Unifying ESG Metrics and Market Performance for Biologic Industries

ESG
economics
healthcare
pharmaceuticals
Author

Bryan Armpriest

Published

March 2, 2025

Introduction and Background

Stock market data can be a critical indicator for how people feel about the company’s growth and future. How much a stock changes from year to year– regardless of day-to-day ups and downs–can be indicative of their current success or future promise.

Like most companies, those involving biological materials, pharmaceutical preparations, and In Vitro and In Vivo testing can be influenced by the risks that they are exposed to. In particular, risks However, these industries are likely separated for good reason, and will likely have different risk trends that impact how they do business. I want to expose these trends, and see if they play an impact on their annual market data. Combining market data and ESG ratings to see if there are general trends in industries can be a powerful tool to measure the impact of external aspects, and if the ESG risk score really matters when considering investments.

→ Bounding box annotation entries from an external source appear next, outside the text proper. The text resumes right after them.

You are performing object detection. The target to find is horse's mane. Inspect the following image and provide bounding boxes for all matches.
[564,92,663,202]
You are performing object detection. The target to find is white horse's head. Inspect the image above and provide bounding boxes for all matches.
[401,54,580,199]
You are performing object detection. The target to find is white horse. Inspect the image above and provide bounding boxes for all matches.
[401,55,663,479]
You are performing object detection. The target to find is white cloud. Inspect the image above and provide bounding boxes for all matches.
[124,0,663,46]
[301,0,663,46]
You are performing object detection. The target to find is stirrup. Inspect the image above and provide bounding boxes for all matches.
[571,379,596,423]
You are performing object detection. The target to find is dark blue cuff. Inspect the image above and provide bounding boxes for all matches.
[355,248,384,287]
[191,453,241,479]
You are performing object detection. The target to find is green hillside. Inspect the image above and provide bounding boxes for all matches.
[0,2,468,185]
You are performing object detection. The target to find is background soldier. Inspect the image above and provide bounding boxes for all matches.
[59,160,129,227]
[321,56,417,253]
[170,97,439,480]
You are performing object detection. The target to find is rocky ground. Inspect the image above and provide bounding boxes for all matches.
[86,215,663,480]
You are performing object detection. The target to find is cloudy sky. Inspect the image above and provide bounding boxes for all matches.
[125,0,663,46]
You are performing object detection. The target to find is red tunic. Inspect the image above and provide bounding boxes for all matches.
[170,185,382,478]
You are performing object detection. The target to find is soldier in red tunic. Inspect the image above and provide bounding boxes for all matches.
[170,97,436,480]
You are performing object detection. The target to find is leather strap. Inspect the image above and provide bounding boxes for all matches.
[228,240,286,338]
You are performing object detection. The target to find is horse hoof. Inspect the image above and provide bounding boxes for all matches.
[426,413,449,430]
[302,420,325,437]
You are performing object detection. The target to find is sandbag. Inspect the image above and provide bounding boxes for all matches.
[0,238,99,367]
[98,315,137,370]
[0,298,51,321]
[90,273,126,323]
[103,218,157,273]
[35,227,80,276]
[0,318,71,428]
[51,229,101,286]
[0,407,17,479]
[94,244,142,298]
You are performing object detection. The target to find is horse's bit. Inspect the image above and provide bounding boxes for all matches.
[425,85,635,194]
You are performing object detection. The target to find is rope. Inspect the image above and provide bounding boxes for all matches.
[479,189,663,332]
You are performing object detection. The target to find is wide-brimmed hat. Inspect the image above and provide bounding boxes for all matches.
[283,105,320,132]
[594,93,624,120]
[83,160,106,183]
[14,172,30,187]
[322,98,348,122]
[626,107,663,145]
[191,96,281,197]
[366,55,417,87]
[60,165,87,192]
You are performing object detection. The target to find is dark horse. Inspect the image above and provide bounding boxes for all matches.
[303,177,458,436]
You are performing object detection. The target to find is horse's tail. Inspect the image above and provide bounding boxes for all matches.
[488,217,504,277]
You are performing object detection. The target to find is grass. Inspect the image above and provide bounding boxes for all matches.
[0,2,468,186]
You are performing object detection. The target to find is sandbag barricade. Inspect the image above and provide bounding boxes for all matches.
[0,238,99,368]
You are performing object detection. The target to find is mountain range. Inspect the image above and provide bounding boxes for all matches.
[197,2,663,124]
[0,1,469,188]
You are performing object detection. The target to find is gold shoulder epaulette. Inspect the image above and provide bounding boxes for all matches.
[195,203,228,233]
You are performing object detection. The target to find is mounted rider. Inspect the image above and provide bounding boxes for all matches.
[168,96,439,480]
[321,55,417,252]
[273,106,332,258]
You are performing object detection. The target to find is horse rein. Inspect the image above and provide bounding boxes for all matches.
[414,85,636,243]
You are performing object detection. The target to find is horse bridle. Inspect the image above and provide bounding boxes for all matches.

Research Question: Are annual stock prices of biology-related companies associated with their exposure to long-term risks from social, environmental, and governance sources? Particularly, do in-vitro/in-vivo diagnostic-producing companies have higher risk scores and therefore lower stock prices? I also want to take a look at controversy scores for each of these companies.

from google.colab import drive
drive.mount('/content/drive')
Drive already mounted at /content/drive; to attempt to forcibly remount, call drive.mount("/content/drive", force_remount=True).

#Data Collection

Initially, I was provided with esg_proj_2024_data, and esg_proj_2025.

Using selenium in the Spyder IDE, I was able to obtain and clean two DataFrames from Yahoo! Finance. The first, was a DataFrame involving stocks, their prices, and volatility. This data was collected using a table-scraping method on Yahoo! Finance’s website and stored a DataFrame: market_df.

The second DataFrame was also from Yahoo! Finance, and included ESG Risk Ratings for each company in the esg_proj_2024 dataframe.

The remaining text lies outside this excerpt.